Dawn

Dawn

Monday, August 14, 2006

20.50: Second post of the day.

It’s an ill wind, they say, that blows absolutely no good. A slightly bizarre consequence of the fires is that their heat can accelerate the maturation of grapes and so bring forward the harvest by a week or two. So far, this is the only positive aspect I’ve read about.

Those who’ve been following my thoughts since the start of this tragedy won’t be surprised at me posting this translation of an article from today’s Voz de Galicia:-

We have a right to the truth

There are things which no one knows and so we must be patient with the investigators. But there are things which are known but not said and for this reason a crude and erroneous debate is developing which treats the fires as if they were one of the plagues of Egypt, without pointing the way towards operational conclusions relevant for next summer. The President of the Xunta, for example, stresses that the fires are on the edge of the cities, as if this simplistic insight supported the theory of an exceptional catastrophe, caused by Machiavellian plots. But what he doesn’t say is that 80% of the region’s eucalyptus trees – covering hundreds of thousands of hectares – are to be found along the coast, sharing the same space with 70% of the population, the most well-developed and supplied townships, the busiest communication networks and the largest industrial complexes and hotels. Need I say more?

They say that in Galicia - where ecological attitudes are not widespread – we have deep atavistic tendencies stemming from the rural and dispersed nature of the population. And that, for this reason, we live in a society interspersed with fires. But what they don’t say is that in those countries where they artificially expand woods – as we have done – and in those where they place their houses on the edge of forested areas, they suffer catastrophes worse than ours, without anyone managing to control them. The incendiary cycles in California carry away a million hectares and a thousand houses before they can be stopped and we’ve all seen on the TV enormous fire-fighting and police forces who only achieve success once it starts to rain.
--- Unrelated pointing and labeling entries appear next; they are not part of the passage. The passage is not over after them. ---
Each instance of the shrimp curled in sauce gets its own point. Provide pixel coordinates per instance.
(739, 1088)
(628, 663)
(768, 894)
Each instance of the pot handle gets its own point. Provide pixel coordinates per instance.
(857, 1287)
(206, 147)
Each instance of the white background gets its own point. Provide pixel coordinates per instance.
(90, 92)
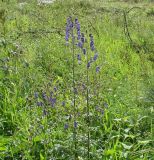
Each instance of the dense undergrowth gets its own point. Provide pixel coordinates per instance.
(36, 110)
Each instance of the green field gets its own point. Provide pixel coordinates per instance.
(89, 97)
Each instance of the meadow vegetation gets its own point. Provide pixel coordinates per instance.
(58, 102)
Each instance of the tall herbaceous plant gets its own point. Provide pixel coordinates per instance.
(84, 85)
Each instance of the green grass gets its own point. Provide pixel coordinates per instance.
(34, 58)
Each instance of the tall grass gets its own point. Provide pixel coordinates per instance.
(112, 117)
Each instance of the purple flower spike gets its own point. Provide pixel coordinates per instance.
(39, 104)
(69, 26)
(84, 51)
(44, 96)
(80, 45)
(63, 104)
(66, 126)
(82, 38)
(36, 95)
(75, 124)
(97, 69)
(79, 57)
(92, 42)
(44, 112)
(95, 56)
(77, 24)
(55, 89)
(52, 101)
(88, 65)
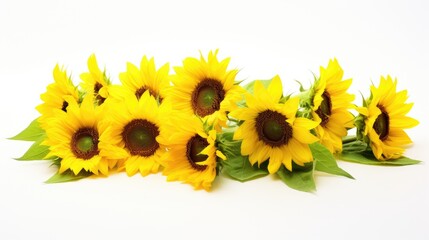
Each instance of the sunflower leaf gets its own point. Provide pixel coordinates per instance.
(37, 151)
(31, 133)
(368, 158)
(301, 180)
(237, 166)
(67, 176)
(325, 161)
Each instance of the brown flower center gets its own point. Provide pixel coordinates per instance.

They say the first priority is to replace what has been burnt. But they don’t say the Galician forests only replace themselves chaotically, on the basis of eucalyptus and undergrowth which fight for space with farmers, factories and houses. The fires function in Galicia like the sea in the [large bay] of La Lanzada – cycles of one large wave followed by six small ones. And one gigantic wave in every five cycles. And, nuances aside, this has never changed because of the unsustainable policy of favouring extinction over planning, which gives us false data to compute as successes in rainy years or at the start of the cycle.

Everyone knows things like this. And it does no good to hide them so as to construct a dialogue which, on the basis of terrorist sightings everywhere, tries to get us to the end of summer without recognising even an iota of bad management. Neither is it valid for the opposition, as they are clearly doing, to try to twist 180 degrees everything the Xunta says, as if the PP party had nothing at all to do with the chaotic forestry from which we suffer. What is needed is the complex truth of a region which for half a century has done things very badly. Only in this way can we make a beginning.